Monday, March 24th, 2008
NSMutableURLRequest *request = [NSMutableURLRequest requestWithURL:MY_AWESOME_URL]; NSURLResponse *response = nil; NSError *error = nil; NSData *responseData = [NSURLConnection sendSynchronousRequest:request returningResponse:&response error:&error]; NSStringEncoding responseEncoding = CFStringConvertEncodingToNSStringEncoding(CFStringConvertIANACharSetNameToEncoding((CFStringRef)[response textEncodingName])); NSString *responseString = [[[NSString alloc] initWithData:responseData encoding:responseEncoding] autorelease];
CFStringConvertEncodingToNSStringEncoding(CFStringConvertIANACharSetNameToEncoding((CFStringRef)[response textEncodingName])) really necessary?

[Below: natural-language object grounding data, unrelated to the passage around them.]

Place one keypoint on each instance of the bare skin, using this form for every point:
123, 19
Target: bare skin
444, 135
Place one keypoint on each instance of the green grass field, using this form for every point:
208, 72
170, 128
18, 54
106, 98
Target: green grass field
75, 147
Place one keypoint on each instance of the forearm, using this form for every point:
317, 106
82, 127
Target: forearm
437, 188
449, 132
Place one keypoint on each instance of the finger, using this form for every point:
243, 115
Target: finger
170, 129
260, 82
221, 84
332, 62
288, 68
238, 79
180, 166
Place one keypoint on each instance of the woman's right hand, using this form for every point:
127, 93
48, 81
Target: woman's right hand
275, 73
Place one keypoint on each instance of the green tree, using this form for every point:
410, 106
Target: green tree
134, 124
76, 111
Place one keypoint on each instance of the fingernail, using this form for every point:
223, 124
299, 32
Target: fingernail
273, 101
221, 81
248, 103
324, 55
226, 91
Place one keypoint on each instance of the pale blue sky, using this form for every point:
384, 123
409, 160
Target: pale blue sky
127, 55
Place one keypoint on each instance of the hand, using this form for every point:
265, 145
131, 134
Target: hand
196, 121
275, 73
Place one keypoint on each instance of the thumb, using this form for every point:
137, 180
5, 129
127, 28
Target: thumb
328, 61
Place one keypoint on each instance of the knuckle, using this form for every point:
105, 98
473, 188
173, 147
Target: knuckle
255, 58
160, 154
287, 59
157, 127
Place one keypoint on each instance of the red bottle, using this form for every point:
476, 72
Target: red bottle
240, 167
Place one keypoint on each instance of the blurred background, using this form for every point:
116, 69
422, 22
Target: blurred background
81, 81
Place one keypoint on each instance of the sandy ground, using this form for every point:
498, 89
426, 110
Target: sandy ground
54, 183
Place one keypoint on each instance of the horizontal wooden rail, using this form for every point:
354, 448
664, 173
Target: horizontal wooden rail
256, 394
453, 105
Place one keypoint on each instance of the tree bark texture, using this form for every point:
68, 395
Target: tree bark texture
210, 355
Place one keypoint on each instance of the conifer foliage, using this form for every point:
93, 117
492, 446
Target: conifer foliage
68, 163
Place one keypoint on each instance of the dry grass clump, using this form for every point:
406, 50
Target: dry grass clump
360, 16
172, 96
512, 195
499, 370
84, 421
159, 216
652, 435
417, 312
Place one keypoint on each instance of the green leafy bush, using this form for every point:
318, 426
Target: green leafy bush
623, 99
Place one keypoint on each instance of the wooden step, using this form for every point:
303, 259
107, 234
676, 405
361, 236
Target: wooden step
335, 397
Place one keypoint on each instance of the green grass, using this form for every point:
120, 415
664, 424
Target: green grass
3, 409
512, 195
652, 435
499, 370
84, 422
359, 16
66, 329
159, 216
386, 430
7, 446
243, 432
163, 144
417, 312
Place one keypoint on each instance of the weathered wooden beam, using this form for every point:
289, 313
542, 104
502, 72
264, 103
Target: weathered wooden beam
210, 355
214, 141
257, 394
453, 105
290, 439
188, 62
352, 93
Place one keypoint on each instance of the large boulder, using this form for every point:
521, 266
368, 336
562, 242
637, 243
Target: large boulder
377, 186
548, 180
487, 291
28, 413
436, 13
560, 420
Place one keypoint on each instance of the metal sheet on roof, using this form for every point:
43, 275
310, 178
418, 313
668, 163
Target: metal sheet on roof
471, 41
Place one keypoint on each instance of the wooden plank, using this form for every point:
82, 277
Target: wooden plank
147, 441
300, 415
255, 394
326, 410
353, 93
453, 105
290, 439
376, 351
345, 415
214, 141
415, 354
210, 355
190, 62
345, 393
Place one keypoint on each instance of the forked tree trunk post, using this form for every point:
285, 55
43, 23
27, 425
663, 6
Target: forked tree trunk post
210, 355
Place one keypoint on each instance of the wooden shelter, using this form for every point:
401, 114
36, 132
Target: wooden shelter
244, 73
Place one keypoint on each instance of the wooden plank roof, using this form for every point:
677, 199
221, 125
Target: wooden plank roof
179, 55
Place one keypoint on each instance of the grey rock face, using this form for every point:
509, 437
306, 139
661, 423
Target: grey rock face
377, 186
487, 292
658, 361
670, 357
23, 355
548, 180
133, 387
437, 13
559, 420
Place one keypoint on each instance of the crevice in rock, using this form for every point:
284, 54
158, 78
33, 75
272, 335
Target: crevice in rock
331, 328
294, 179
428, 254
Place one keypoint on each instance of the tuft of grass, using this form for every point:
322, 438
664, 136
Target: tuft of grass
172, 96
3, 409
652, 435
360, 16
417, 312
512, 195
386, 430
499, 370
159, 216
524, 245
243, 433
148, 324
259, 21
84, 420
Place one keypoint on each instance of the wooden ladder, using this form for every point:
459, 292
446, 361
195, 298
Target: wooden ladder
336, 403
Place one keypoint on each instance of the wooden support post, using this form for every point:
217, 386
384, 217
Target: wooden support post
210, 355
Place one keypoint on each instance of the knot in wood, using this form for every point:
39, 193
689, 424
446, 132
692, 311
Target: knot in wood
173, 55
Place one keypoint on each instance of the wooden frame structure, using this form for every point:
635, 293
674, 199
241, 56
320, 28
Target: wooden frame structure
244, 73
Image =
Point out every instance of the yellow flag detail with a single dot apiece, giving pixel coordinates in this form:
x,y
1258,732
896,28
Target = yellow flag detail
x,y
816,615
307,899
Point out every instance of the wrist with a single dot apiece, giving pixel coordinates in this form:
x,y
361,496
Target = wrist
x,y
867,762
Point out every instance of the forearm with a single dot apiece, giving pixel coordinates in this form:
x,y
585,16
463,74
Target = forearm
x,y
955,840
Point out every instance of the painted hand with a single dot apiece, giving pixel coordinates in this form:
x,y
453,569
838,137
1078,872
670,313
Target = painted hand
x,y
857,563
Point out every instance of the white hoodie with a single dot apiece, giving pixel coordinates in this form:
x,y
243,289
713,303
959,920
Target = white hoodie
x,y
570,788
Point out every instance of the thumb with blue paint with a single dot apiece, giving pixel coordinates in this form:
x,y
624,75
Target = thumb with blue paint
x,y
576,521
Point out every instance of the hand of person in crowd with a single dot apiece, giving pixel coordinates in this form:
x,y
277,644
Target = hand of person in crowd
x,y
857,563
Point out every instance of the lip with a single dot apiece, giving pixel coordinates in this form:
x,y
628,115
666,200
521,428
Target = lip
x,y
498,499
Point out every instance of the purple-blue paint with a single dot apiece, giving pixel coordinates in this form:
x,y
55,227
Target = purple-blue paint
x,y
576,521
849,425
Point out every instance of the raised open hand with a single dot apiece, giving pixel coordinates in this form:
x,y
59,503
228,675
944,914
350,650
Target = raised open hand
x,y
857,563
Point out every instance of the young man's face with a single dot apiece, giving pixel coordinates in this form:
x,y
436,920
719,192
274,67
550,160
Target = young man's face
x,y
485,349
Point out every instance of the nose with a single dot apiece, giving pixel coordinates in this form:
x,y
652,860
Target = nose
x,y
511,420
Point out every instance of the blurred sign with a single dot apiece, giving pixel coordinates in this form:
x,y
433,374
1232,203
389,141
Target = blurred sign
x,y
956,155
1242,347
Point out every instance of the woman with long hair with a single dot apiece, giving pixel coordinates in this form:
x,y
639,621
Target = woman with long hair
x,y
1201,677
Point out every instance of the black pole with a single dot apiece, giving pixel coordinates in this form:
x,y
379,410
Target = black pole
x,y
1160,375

For the first time I’m doing some reasonably heavy lifting with NSURLConnection, and I remember why I’ve been avoiding diving in too deeply (so far I’ve managed to either use Small Sockets,
+stringWithContentsOfURL:, or not use Cocoa at all for my network-enabled projects).
According to the documentation:
Clients can convert [
textEncodingName] to an
CFStringEncodingusing the methods and functions available in the appropriate framework.
However, the best way I’ve seen for getting to an
NSStringEncoding is the above code, which wraps an
NSString cast in two horribly long function calls. Why wasn’t this provided as a class method on
NSURLResponse, or even better, have
NSURLResponse return an
NSStringEncoding, flat out.
In situations like this in the past, I’ve used PyObjC and Python’s excellent networking APIs to do heavy lifting. Unfortunately, neither Python nor PyObjC are available on a certain small device that runs an operating system similar to Mac OS X.
Filed as Radar #5817106.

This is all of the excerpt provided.